Car Wash Test on 53 leading AI models: "I want to wash my car. The car wash is 50 meters away. Should I walk or drive?"

fubarx@lemmy.world · 2 个月前

Car Wash Test on 53 leading AI models: "I want to wash my car. The car wash is 50 meters away. Should I walk or drive?"

Rimu@piefed.social · 2 个月前

Very interesting that only 71% of humans got it right.

Snot Flickerman@lemmy.blahaj.zone · 2 个月前

I mean, I’ve been saying this since LLMs were released.

We finally built a computer that is as unreliable and irrational as humans… which shouldn’t be considered a good thing.
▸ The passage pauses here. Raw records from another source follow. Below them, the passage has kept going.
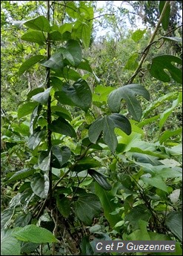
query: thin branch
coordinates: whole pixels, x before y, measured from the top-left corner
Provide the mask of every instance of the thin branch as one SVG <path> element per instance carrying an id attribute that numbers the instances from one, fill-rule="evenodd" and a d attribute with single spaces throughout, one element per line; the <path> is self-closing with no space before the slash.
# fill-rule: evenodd
<path id="1" fill-rule="evenodd" d="M 141 60 L 139 62 L 139 66 L 137 67 L 136 70 L 135 70 L 134 73 L 133 74 L 133 76 L 130 78 L 130 79 L 127 81 L 127 85 L 128 84 L 131 84 L 133 82 L 133 81 L 134 80 L 134 79 L 136 78 L 136 76 L 137 76 L 137 74 L 139 73 L 139 72 L 140 71 L 141 68 L 142 68 L 142 64 L 144 63 L 146 57 L 147 57 L 147 55 L 148 54 L 148 52 L 150 50 L 150 46 L 152 45 L 152 43 L 153 42 L 153 40 L 155 39 L 155 36 L 156 36 L 156 33 L 158 32 L 158 30 L 159 28 L 159 26 L 162 23 L 162 20 L 164 17 L 164 15 L 165 13 L 165 11 L 167 10 L 167 7 L 168 6 L 168 4 L 170 4 L 170 1 L 166 1 L 164 5 L 164 7 L 163 7 L 163 10 L 162 10 L 162 12 L 161 13 L 161 16 L 159 17 L 159 20 L 156 24 L 156 27 L 155 28 L 155 30 L 154 30 L 154 33 L 153 33 L 151 38 L 150 39 L 150 41 L 149 41 L 149 43 L 146 47 L 146 50 L 144 51 L 143 54 L 142 54 L 142 56 L 141 58 Z"/>

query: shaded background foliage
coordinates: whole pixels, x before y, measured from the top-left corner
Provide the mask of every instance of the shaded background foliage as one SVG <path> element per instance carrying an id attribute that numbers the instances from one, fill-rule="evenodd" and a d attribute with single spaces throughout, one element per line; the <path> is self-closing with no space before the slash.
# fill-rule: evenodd
<path id="1" fill-rule="evenodd" d="M 45 55 L 46 49 L 21 40 L 27 28 L 18 30 L 12 21 L 46 16 L 46 1 L 1 1 L 3 249 L 10 243 L 21 254 L 94 255 L 96 239 L 139 240 L 142 235 L 144 240 L 175 240 L 176 255 L 182 255 L 180 78 L 170 72 L 164 82 L 161 74 L 157 78 L 151 72 L 155 57 L 182 58 L 182 1 L 170 1 L 167 27 L 162 26 L 156 34 L 135 85 L 127 83 L 154 32 L 159 1 L 125 1 L 118 7 L 112 1 L 104 1 L 103 7 L 97 2 L 51 1 L 50 24 L 55 32 L 64 24 L 75 24 L 81 18 L 75 10 L 79 13 L 80 8 L 84 7 L 87 19 L 90 16 L 93 22 L 90 44 L 82 33 L 73 40 L 73 31 L 59 38 L 61 42 L 54 38 L 53 61 L 58 48 L 61 54 L 68 45 L 77 49 L 70 48 L 73 59 L 67 56 L 63 62 L 67 67 L 71 62 L 76 70 L 68 79 L 65 73 L 60 77 L 49 60 L 40 59 L 41 65 L 36 63 L 28 70 L 24 66 L 31 56 Z M 98 18 L 93 19 L 91 7 Z M 139 19 L 144 26 L 141 28 L 136 27 Z M 102 30 L 106 34 L 100 36 Z M 173 39 L 166 41 L 163 36 Z M 70 38 L 67 46 L 63 44 Z M 77 55 L 80 50 L 81 64 Z M 169 63 L 170 57 L 167 58 Z M 179 70 L 180 60 L 175 65 Z M 78 69 L 76 62 L 81 65 Z M 47 68 L 55 76 L 52 91 L 44 89 Z M 51 131 L 51 151 L 47 131 Z M 50 166 L 55 190 L 47 205 Z M 47 240 L 37 237 L 36 243 L 31 236 L 34 224 L 47 229 L 39 232 L 43 237 L 47 234 Z M 10 228 L 18 228 L 14 236 Z M 48 230 L 61 241 L 56 247 L 55 237 L 44 233 Z M 27 242 L 17 243 L 21 235 Z M 46 242 L 50 249 L 38 247 Z"/>

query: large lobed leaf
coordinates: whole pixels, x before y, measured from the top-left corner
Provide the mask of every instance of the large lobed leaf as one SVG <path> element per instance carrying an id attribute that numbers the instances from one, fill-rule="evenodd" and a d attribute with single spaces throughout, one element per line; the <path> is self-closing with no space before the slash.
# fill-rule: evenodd
<path id="1" fill-rule="evenodd" d="M 140 103 L 136 98 L 136 95 L 142 96 L 146 99 L 150 99 L 150 93 L 142 85 L 131 84 L 120 87 L 113 91 L 108 96 L 108 105 L 112 112 L 119 112 L 121 109 L 121 101 L 124 99 L 127 105 L 127 109 L 133 119 L 140 121 L 142 111 Z"/>
<path id="2" fill-rule="evenodd" d="M 96 120 L 88 131 L 89 139 L 91 142 L 96 143 L 102 131 L 104 133 L 104 141 L 112 151 L 117 147 L 118 141 L 114 128 L 119 128 L 126 134 L 131 133 L 131 125 L 124 116 L 114 113 Z"/>

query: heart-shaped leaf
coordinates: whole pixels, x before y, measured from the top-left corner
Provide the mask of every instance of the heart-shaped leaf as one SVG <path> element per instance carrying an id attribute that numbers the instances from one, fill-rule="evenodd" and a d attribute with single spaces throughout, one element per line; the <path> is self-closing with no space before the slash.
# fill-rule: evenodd
<path id="1" fill-rule="evenodd" d="M 173 62 L 182 65 L 182 59 L 176 56 L 158 56 L 152 60 L 150 73 L 152 76 L 164 82 L 170 82 L 171 76 L 176 82 L 182 84 L 182 72 L 181 69 L 173 64 Z"/>
<path id="2" fill-rule="evenodd" d="M 121 101 L 124 99 L 127 105 L 127 109 L 133 119 L 140 121 L 142 117 L 142 108 L 140 103 L 136 98 L 136 95 L 142 96 L 146 99 L 150 99 L 150 93 L 142 85 L 131 84 L 120 87 L 113 91 L 108 96 L 109 108 L 113 112 L 119 112 L 121 109 Z"/>
<path id="3" fill-rule="evenodd" d="M 49 178 L 47 174 L 41 176 L 40 174 L 34 175 L 30 182 L 30 186 L 37 196 L 41 198 L 47 198 L 49 191 Z"/>
<path id="4" fill-rule="evenodd" d="M 39 103 L 41 103 L 41 105 L 46 105 L 48 101 L 51 88 L 52 88 L 50 87 L 50 88 L 46 89 L 44 92 L 33 96 L 33 100 Z"/>
<path id="5" fill-rule="evenodd" d="M 51 232 L 33 224 L 27 225 L 24 228 L 13 231 L 12 235 L 21 241 L 36 243 L 56 243 L 59 241 Z"/>
<path id="6" fill-rule="evenodd" d="M 40 64 L 42 66 L 50 68 L 54 71 L 61 71 L 64 68 L 63 56 L 60 52 L 53 53 L 48 60 L 42 61 Z"/>
<path id="7" fill-rule="evenodd" d="M 40 31 L 29 31 L 25 33 L 21 39 L 30 42 L 36 42 L 39 45 L 44 45 L 46 39 Z"/>
<path id="8" fill-rule="evenodd" d="M 99 198 L 91 193 L 79 195 L 74 206 L 76 216 L 87 225 L 91 225 L 93 217 L 101 211 Z"/>
<path id="9" fill-rule="evenodd" d="M 127 135 L 131 133 L 131 125 L 127 118 L 120 114 L 115 113 L 96 120 L 89 128 L 89 139 L 91 142 L 96 143 L 103 131 L 104 142 L 112 151 L 114 151 L 118 144 L 114 133 L 115 128 L 119 128 Z"/>

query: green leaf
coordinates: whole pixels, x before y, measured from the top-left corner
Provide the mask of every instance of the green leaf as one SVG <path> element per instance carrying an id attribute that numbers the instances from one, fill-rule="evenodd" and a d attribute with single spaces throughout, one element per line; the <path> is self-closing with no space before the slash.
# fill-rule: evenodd
<path id="1" fill-rule="evenodd" d="M 135 42 L 137 42 L 138 41 L 139 41 L 142 36 L 144 36 L 144 34 L 146 32 L 146 29 L 144 30 L 137 30 L 135 32 L 133 33 L 132 34 L 132 39 Z"/>
<path id="2" fill-rule="evenodd" d="M 121 204 L 114 202 L 115 197 L 112 191 L 107 191 L 96 183 L 95 184 L 95 191 L 104 209 L 104 217 L 111 227 L 114 227 L 118 222 L 122 220 L 122 217 L 120 214 L 112 215 L 111 212 L 115 211 L 116 208 L 120 208 L 122 206 Z"/>
<path id="3" fill-rule="evenodd" d="M 59 50 L 64 59 L 67 59 L 72 66 L 76 68 L 81 62 L 81 47 L 77 41 L 69 40 L 65 45 L 65 48 L 59 48 Z"/>
<path id="4" fill-rule="evenodd" d="M 71 155 L 70 148 L 65 146 L 60 148 L 60 147 L 54 145 L 52 147 L 52 152 L 59 162 L 61 167 L 68 161 Z"/>
<path id="5" fill-rule="evenodd" d="M 9 207 L 1 213 L 1 229 L 7 229 L 13 216 L 14 215 L 14 208 Z"/>
<path id="6" fill-rule="evenodd" d="M 49 88 L 46 89 L 44 92 L 33 96 L 33 100 L 39 103 L 41 103 L 41 105 L 46 105 L 48 101 L 51 88 L 52 87 L 50 87 Z"/>
<path id="7" fill-rule="evenodd" d="M 113 112 L 119 112 L 121 100 L 124 99 L 133 119 L 140 121 L 142 112 L 141 105 L 136 99 L 136 94 L 141 95 L 147 100 L 150 99 L 150 94 L 143 86 L 136 84 L 127 85 L 113 91 L 109 94 L 108 105 L 110 109 Z"/>
<path id="8" fill-rule="evenodd" d="M 160 13 L 162 13 L 165 3 L 167 3 L 167 1 L 159 1 L 159 10 Z M 170 2 L 169 2 L 168 6 L 167 6 L 165 13 L 164 13 L 163 18 L 162 18 L 162 27 L 163 27 L 164 30 L 165 30 L 165 31 L 167 29 L 168 24 L 170 22 Z"/>
<path id="9" fill-rule="evenodd" d="M 140 228 L 139 220 L 148 222 L 151 214 L 147 206 L 144 204 L 133 206 L 131 211 L 126 214 L 125 221 L 129 221 L 133 229 L 139 229 Z"/>
<path id="10" fill-rule="evenodd" d="M 21 105 L 18 109 L 18 117 L 21 118 L 23 116 L 27 116 L 33 109 L 38 105 L 36 102 L 27 102 Z"/>
<path id="11" fill-rule="evenodd" d="M 180 128 L 179 129 L 176 129 L 175 131 L 165 131 L 162 135 L 159 137 L 159 142 L 162 144 L 164 141 L 166 141 L 167 139 L 170 139 L 171 137 L 173 137 L 175 135 L 182 134 L 182 128 Z"/>
<path id="12" fill-rule="evenodd" d="M 41 130 L 41 127 L 39 126 L 33 131 L 33 134 L 29 137 L 27 146 L 29 148 L 34 150 L 41 142 L 42 138 L 46 134 L 46 130 Z"/>
<path id="13" fill-rule="evenodd" d="M 84 111 L 90 107 L 92 93 L 85 80 L 80 79 L 73 85 L 65 83 L 61 90 L 55 96 L 61 104 L 77 106 Z"/>
<path id="14" fill-rule="evenodd" d="M 74 203 L 75 213 L 86 225 L 91 225 L 93 218 L 101 211 L 99 198 L 94 194 L 80 194 Z"/>
<path id="15" fill-rule="evenodd" d="M 40 16 L 28 21 L 13 21 L 13 23 L 19 28 L 24 24 L 26 27 L 35 30 L 44 32 L 50 32 L 50 23 L 44 16 Z"/>
<path id="16" fill-rule="evenodd" d="M 27 225 L 32 219 L 32 215 L 30 212 L 27 214 L 19 214 L 15 221 L 15 227 L 16 226 L 25 226 Z"/>
<path id="17" fill-rule="evenodd" d="M 40 60 L 44 59 L 42 55 L 33 56 L 28 59 L 27 59 L 20 67 L 19 74 L 22 75 L 24 71 L 27 70 L 30 68 L 33 67 L 36 63 L 39 62 Z"/>
<path id="18" fill-rule="evenodd" d="M 39 31 L 27 32 L 23 36 L 21 36 L 21 39 L 22 40 L 30 42 L 36 42 L 39 45 L 44 45 L 46 42 L 45 37 L 44 36 L 42 33 Z"/>
<path id="19" fill-rule="evenodd" d="M 170 81 L 170 75 L 176 82 L 182 84 L 182 72 L 173 63 L 182 65 L 182 60 L 172 55 L 158 56 L 152 60 L 150 73 L 152 76 L 164 82 Z"/>
<path id="20" fill-rule="evenodd" d="M 36 243 L 57 243 L 58 240 L 49 230 L 30 224 L 13 233 L 13 237 L 21 241 L 30 241 Z"/>
<path id="21" fill-rule="evenodd" d="M 182 212 L 170 211 L 165 221 L 165 224 L 181 241 L 182 241 Z"/>
<path id="22" fill-rule="evenodd" d="M 111 189 L 112 186 L 107 182 L 107 177 L 104 175 L 93 169 L 87 170 L 87 173 L 97 182 L 97 183 L 99 183 L 102 186 L 102 188 L 105 190 Z"/>
<path id="23" fill-rule="evenodd" d="M 70 137 L 76 137 L 76 133 L 73 126 L 62 117 L 59 117 L 56 120 L 53 121 L 48 128 L 52 131 L 58 134 L 70 136 Z"/>
<path id="24" fill-rule="evenodd" d="M 159 128 L 162 128 L 166 122 L 168 116 L 171 114 L 173 111 L 178 106 L 178 105 L 182 102 L 182 93 L 179 93 L 177 99 L 172 103 L 172 107 L 167 109 L 162 114 L 160 114 Z"/>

I’m under no illusion that LLMs are “thinking” in the same way that humans do, but god damn if they aren’t almost exactly as erratic and irrational as the hairless apes whose thoughts they’re trained on.

Lost_My_Mind@lemmy.world · 2 个月前

As someone who takes public transportation to work, SOME people SHOULD be forced to walk through the car wash.

🌞 Alexander Daychilde 🌞@lemmy.world · 2 个月前

I’m not afraid to say that it took me a sec. My brain went “short distance. Walk or drive?” and skipped over the car wash bit at first. Then I laughed because I quickly realized the idiocy. :shrug:

theredhood@piefed.zip · 2 个月前

Me too, at first I was like “I don’t want to walk 50 meters” then I was thinking “50 meters away from me or the car? And where is the car?” I didn’t get it until I read the rest of the article…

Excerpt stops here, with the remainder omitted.